Conosciuta dal punto di vista turistico più per le sue città d’arte dalla meravigliosa architettura moresca o per le sue località costiere che permettono vacanze estive all’insegna del sole e del divertimento, l’Andalusia in realtà offre una varietà di panorami ben più ampia e variegata: spesso basta deviare di qualche chilometro dagli itinerari più frequentati per scoprirne un lato più autentico e conoscerne aspetti interessanti dal punto di vista naturalistico, culturale e storico. Ad esempio, la maggioranza dei turisti che ogni anno visita la provincia di Cadice per godersi il sole e il mare, ignora forse che, alle spalle delle sue belle spiagge dorate, si estende un vero gioiello: il Parco Naturale della Baia di Cadice, una zona umida di più di 10.500 ettari, frutto dell’incontro virtuoso tra uomo e natura. Dichiarata spazio naturale protetto dal 1989, la marisma della Baia di Cadice appare agli occhi del visitatore come un paesaggio attraversato da un fitto intrico di canali e punteggiato da specchi d’acqua salmastra che sembrano respirare al ritmo delle maree oceaniche, con l’acqua che ciclicamente durante il giorno copre e scopre scuri fondali fangosi.
Zona di contatto tra terra e acqua, il Parco accoglie una gran diversità di specie animali: colonie di eleganti fenicotteri rosa, spatole, avocette, cicogne, aironi cinerini, e molte altre specie di uccelli che trovano qui le condizioni ottimali per vivere stabilmente o per svernare. Ma anche sotto il livello dell’acqua la vita ferve: oltre a diversi tipi di alghe, sono 127 le specie animali tra crostacei, molluschi e pesci che popolano i fondali e i canali della marisma, che si rivela dunque un ecosistema dalla biodiversità eccezionale.
Un ecosistema frutto di una simbiosi prolifica tra natura e uomo che il progresso ha rischiato di cancellare e che oggi, al contrario, si cerca di recuperare a vantaggio dell’ambiente e della sostenibilità.
L’uomo, infatti, ha saputo cogliere da sempre il potenziale insito in questo angolo dell’estremo sud della penisola: alta salinità dell’acqua oceanica, presenza di un vento asciutto per buona parte dell’anno, forte insolazione, sono sempre stati elementi perfetti per fare di questa zona un punto strategico per l’estrazione del sale. Già a partire dall’epoca fenicia, per proseguire coi Romani e oltre, qui si sviluppò una tecnica di produzione del sale che si è mantenuta intatta per secoli: l’acqua dell’oceano, spinta nella baia dalla forza della mare, era distribuita, tramite una rete di canali di alimentazione e di chiuse, dentro a vasche di diversi livelli di profondità, dove poi l’azione del vento e del sole faceva il resto, provocando l’evaporazione dell’acqua e la conseguente cristallizzazione del prezioso minerale, necessario per la conservazione della carne e del pesce quando ancora non esistevano congelatori e frigoriferi alla portata di tutti.

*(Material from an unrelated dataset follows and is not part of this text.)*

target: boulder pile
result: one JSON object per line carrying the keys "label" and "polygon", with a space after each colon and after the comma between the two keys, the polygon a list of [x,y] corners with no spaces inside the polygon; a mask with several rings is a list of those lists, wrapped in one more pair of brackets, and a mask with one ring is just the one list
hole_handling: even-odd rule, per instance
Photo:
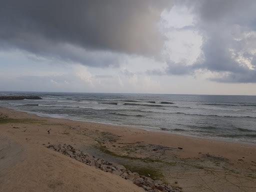
{"label": "boulder pile", "polygon": [[126,180],[132,180],[134,184],[143,188],[145,190],[148,192],[180,192],[179,188],[174,189],[170,185],[165,184],[160,180],[154,180],[148,176],[140,176],[137,172],[132,172],[122,165],[108,162],[80,150],[76,150],[70,144],[50,144],[47,148],[74,158],[84,164],[100,168],[105,172],[110,172]]}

Nel corso dei secoli, poi, per non dipendere esclusivamente dalle maree, vennero creati all’interno della marisma enormi bacini, chiamati “esteros” (da leggere con l’accento sulla seconda “e”), in cui veniva raccolta l’acqua marina da poter distribuire alle vasche delle saline al momento del bisogno.
Una conseguenza particolare e inevitabile era che queste vasche, oltre a riempirsi di acqua, si riempivano anche di forme di vita: anguille, sogliole, gamberetti, piccoli granchi e altri crostacei trovavano in questi bacini un habitat perfetto in cui crescere indisturbati.
Quando poi, al termine della stagione salinifera, circa a novembre, le vasche venivano ripulite, si dava inizio al rito del “despesque del estero”: si pescavano i pesci che erano entrati come avannotti ed erano cresciuti alimentandosi di ciò che l’ambiente offriva loro (plancton, alghe, piccoli crostacei), si organizzava un pranzo comunitario e il pesce restante veniva distribuito tra i lavoratori delle saline.
Era l’inizio di una pratica di acquacoltura sostenibile che, insieme all’attività salinifera, ha contribuito per secoli alla creazione e al mantenimento di un ecosistema biologicamente produttivo e in costante equilibrio.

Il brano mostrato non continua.